Four years later, one of the young people met in Paris, Hamynata Gueret, recalls this exchange during which “he doesn’t’there was no judgment. No question was stupid. Everyone had time to’Express “. She was 14 at the time of the documentary, and remembers very well the testimonies of her comrades about the anti-Semitism prevalent in their entourage. It had surprised her. “In my family, this’is not a subject”, says this young Muslim. The stories of young Jews involved in SOS-Racisme had also marked her. “At that time, I’had a self-centered view. As a black and Muslim young person, I’did not imagine that people from’another community can experience discrimination like us, and feel it just as strongly. »
Act “before everyone locks themselves in their adult life”
Many initiatives for meetings and dialogue have emerged over the past twenty years, aimed at young Jews and Muslims, to fight against an increasingly fragmented society and/or in reaction to specific events. The interconvictional dialogue association Coexister, for example, was founded following the Israeli military operation “Cast Lead” in Gaza in 2009, which sparked clashes between pro-Palestinians and pro-Israelis in Paris.

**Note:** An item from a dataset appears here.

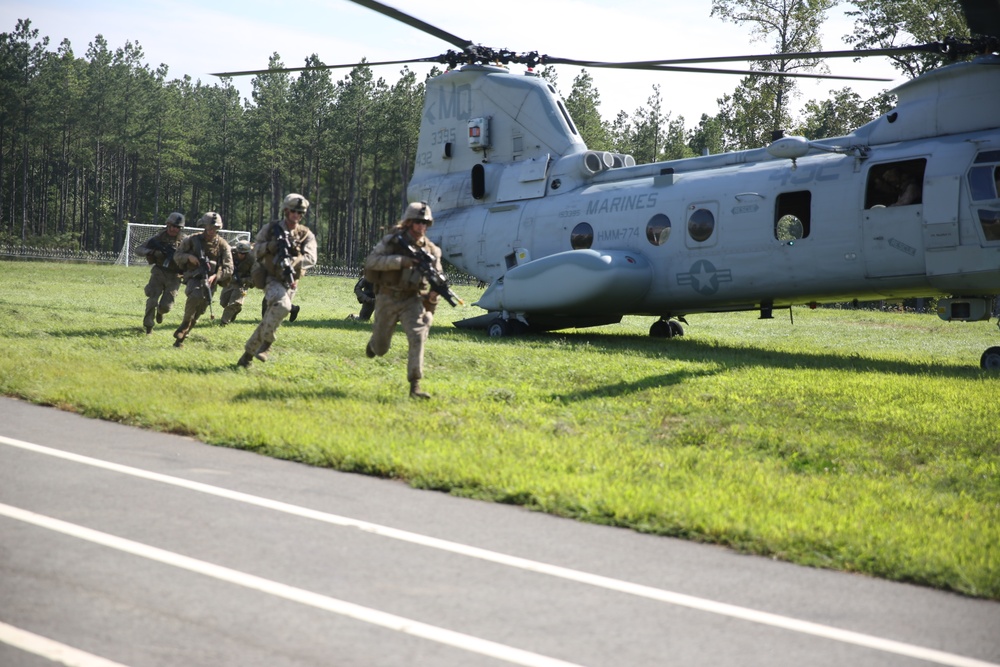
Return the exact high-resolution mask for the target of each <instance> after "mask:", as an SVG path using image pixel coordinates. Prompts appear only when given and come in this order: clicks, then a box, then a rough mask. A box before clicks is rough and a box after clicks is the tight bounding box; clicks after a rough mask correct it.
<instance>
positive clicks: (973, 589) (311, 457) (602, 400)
mask: <svg viewBox="0 0 1000 667" xmlns="http://www.w3.org/2000/svg"><path fill="white" fill-rule="evenodd" d="M147 275H148V272H147V271H146V270H144V269H139V268H124V267H106V266H87V265H73V264H41V263H23V262H0V337H2V345H3V347H4V354H3V355H2V357H0V393H2V394H5V395H8V396H17V397H21V398H24V399H27V400H30V401H34V402H37V403H42V404H49V405H55V406H58V407H60V408H63V409H67V410H73V411H76V412H79V413H81V414H84V415H88V416H91V417H97V418H101V419H109V420H114V421H119V422H122V423H126V424H133V425H137V426H141V427H144V428H150V429H157V430H162V431H169V432H173V433H181V434H186V435H191V436H193V437H196V438H198V439H201V440H203V441H205V442H208V443H211V444H213V445H220V446H227V447H238V448H242V449H249V450H253V451H256V452H259V453H261V454H265V455H268V456H275V457H281V458H286V459H292V460H296V461H302V462H305V463H309V464H312V465H317V466H328V467H331V468H337V469H339V470H346V471H353V472H359V473H365V474H371V475H378V476H383V477H393V478H399V479H403V480H406V481H407V482H408V483H410V484H411V485H413V486H415V487H418V488H426V489H437V490H441V491H447V492H450V493H453V494H456V495H461V496H468V497H474V498H481V499H485V500H492V501H497V502H505V503H517V504H520V505H525V506H527V507H530V508H533V509H537V510H540V511H545V512H550V513H553V514H558V515H562V516H568V517H574V518H577V519H580V520H583V521H592V522H596V523H605V524H612V525H617V526H623V527H628V528H632V529H635V530H640V531H645V532H650V533H656V534H662V535H672V536H678V537H683V538H687V539H691V540H697V541H704V542H712V543H717V544H723V545H728V546H730V547H733V548H735V549H739V550H741V551H744V552H747V553H754V554H763V555H769V556H773V557H776V558H780V559H785V560H788V561H792V562H796V563H802V564H806V565H813V566H818V567H825V568H831V569H839V570H846V571H853V572H860V573H865V574H868V575H873V576H877V577H883V578H887V579H893V580H899V581H909V582H914V583H918V584H922V585H926V586H933V587H940V588H943V589H948V590H953V591H957V592H960V593H963V594H967V595H971V596H979V597H985V598H991V599H1000V428H998V422H997V397H998V396H1000V376H998V375H997V374H995V373H993V374H991V373H988V372H986V371H982V370H980V369H979V366H978V362H979V356H980V354H981V353H982V352H983V350H984V349H986V348H987V347H989V346H991V345H998V344H1000V333H998V331H997V327H996V324H995V323H994V322H990V323H985V322H980V323H969V324H961V323H955V324H949V323H946V322H942V321H940V320H939V319H938V318H936V317H934V316H931V315H906V314H898V313H897V314H894V313H878V312H856V311H842V310H830V309H820V310H807V309H796V310H795V311H794V314H795V320H794V324H792V323H791V322H790V321H789V317H788V314H787V312H784V311H779V313H778V314H776V315H775V319H773V320H766V321H760V320H758V319H757V315H756V314H755V313H739V314H721V315H704V316H693V317H691V318H689V319H690V326H688V327H686V335H685V336H684V337H682V338H675V339H670V340H664V339H651V338H649V337H648V336H646V332H647V331H648V328H649V325H650V323H651V319H650V318H638V317H634V318H633V317H629V318H626V319H625V321H624V322H623V323H622V324H620V325H616V326H612V327H604V328H600V329H591V330H579V331H565V332H557V333H550V334H545V335H538V336H526V337H523V338H502V339H490V338H486V337H485V336H484V335H483V334H482V333H481V332H472V331H464V330H459V329H455V328H454V327H452V326H451V323H452V322H453V321H455V320H458V319H462V318H463V317H469V316H472V315H476V314H479V312H481V311H479V310H478V309H477V308H474V307H470V306H465V307H459V308H456V309H452V308H450V307H449V306H448V305H447V304H442V305H441V306H440V307H439V308H438V313H437V319H436V321H435V326H434V329H433V331H432V333H431V339H430V341H429V343H428V349H427V354H426V376H427V377H426V378H425V381H424V388H425V389H427V390H428V391H430V392H431V393H432V394H433V395H434V398H433V399H432V400H431V401H430V402H415V401H411V400H410V399H409V398H408V396H407V389H408V387H407V383H406V370H405V367H406V341H405V338H404V337H403V335H402V333H397V335H396V337H395V339H394V341H393V348H392V350H390V352H389V354H388V355H386V356H385V357H384V358H379V359H375V360H371V359H367V358H366V357H365V355H364V348H365V343H366V341H367V336H368V331H369V327H368V325H365V324H361V323H355V322H349V321H346V320H345V318H346V316H347V315H348V314H349V313H352V312H357V309H358V304H357V302H356V301H355V299H354V295H353V292H352V288H353V282H354V281H353V280H350V279H345V278H325V277H307V278H306V279H305V280H304V281H303V284H302V287H301V289H300V292H299V296H298V297H297V303H299V304H300V305H301V306H302V314H301V315H300V318H299V320H298V321H297V322H295V323H287V322H286V323H285V324H284V325H283V326H282V328H281V329H280V331H279V337H278V341H277V342H276V343H275V346H274V348H273V350H272V352H273V353H272V358H271V361H269V362H268V363H266V364H261V363H255V364H254V365H253V366H252V367H251V368H250V369H249V371H243V370H241V371H237V370H235V369H234V364H235V362H236V360H237V359H238V358H239V356H240V354H241V353H242V347H243V343H244V342H245V340H246V338H247V337H248V336H249V335H250V333H251V331H252V330H253V327H255V326H256V323H257V322H258V320H259V313H260V310H259V304H260V292H259V291H253V292H251V294H250V296H249V297H248V299H247V302H248V307H247V308H246V309H245V310H244V313H243V314H242V315H241V316H240V319H238V320H237V321H236V322H235V323H234V324H232V325H230V326H228V327H226V328H220V327H218V326H212V325H210V324H209V321H208V316H207V315H206V317H205V318H203V321H202V322H201V323H199V325H198V326H197V327H196V328H195V329H194V331H193V333H192V335H191V336H190V337H189V339H188V342H187V344H186V345H185V346H184V347H183V348H181V349H176V348H174V347H172V342H173V338H172V336H171V333H172V331H173V329H174V328H175V327H176V326H177V324H178V323H179V321H180V313H181V312H182V310H183V295H181V297H180V299H179V303H178V305H177V307H176V308H175V310H174V311H173V312H171V313H170V314H169V315H168V316H167V320H166V321H165V322H164V324H163V325H161V326H159V327H158V328H157V329H156V330H155V331H154V332H153V334H152V335H150V336H146V335H145V334H144V333H143V332H142V330H141V319H142V310H143V303H144V300H145V297H144V296H143V293H142V288H143V285H144V284H145V281H146V279H147ZM456 291H458V292H459V294H460V295H461V296H462V297H463V298H465V299H466V300H467V301H475V299H476V297H477V296H478V294H479V290H477V289H476V288H472V287H467V288H462V287H459V288H457V290H456Z"/></svg>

It was also the anti-Semitic murder of Mireille Knoll by her young neighbor, in March 2018 in Paris, which motivated the launch of the SOS-Racisme tour, under the name of “Salam, Shalom, Salut”.

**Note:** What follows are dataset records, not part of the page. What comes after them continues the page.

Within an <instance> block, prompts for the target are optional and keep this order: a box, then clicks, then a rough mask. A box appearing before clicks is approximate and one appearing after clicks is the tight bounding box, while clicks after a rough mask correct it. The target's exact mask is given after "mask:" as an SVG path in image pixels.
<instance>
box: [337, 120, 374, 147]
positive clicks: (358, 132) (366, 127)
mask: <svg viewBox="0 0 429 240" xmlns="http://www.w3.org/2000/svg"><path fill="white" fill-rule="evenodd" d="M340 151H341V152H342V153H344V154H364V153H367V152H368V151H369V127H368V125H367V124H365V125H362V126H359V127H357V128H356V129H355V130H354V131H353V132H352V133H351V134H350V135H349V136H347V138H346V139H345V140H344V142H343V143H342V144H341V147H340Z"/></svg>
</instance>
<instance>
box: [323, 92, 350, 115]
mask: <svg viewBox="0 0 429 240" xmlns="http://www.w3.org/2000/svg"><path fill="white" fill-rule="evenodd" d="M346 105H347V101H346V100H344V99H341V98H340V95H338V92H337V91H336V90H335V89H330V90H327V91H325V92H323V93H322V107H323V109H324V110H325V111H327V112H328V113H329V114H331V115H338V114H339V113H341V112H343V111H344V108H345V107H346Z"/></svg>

These projects particularly target teenagers or young adults, ages « where we are very easily influenced, explains Mohamed Amine, mediator at the Judeo-Muslim Friendship of France (AJMF), an association created in 2004 by the rabbi of Ris-Orangis, Michel Serfaty. We are in a bend between’childhood and maturity, and c’is there that’it is important to transmit values, convictions ». « C’is an open period, before everyone s’locked up in his life’adultbelieves in turn Radia Bakkouch, president of the association Coexister. On a l’impression that’we are touched by all the ills of society, and at the same time we are thirsty for’try to understand what is going on’other. VS’is the time to encounter diversity. »
You have 67.31% of this article left to read. The following is for subscribers only.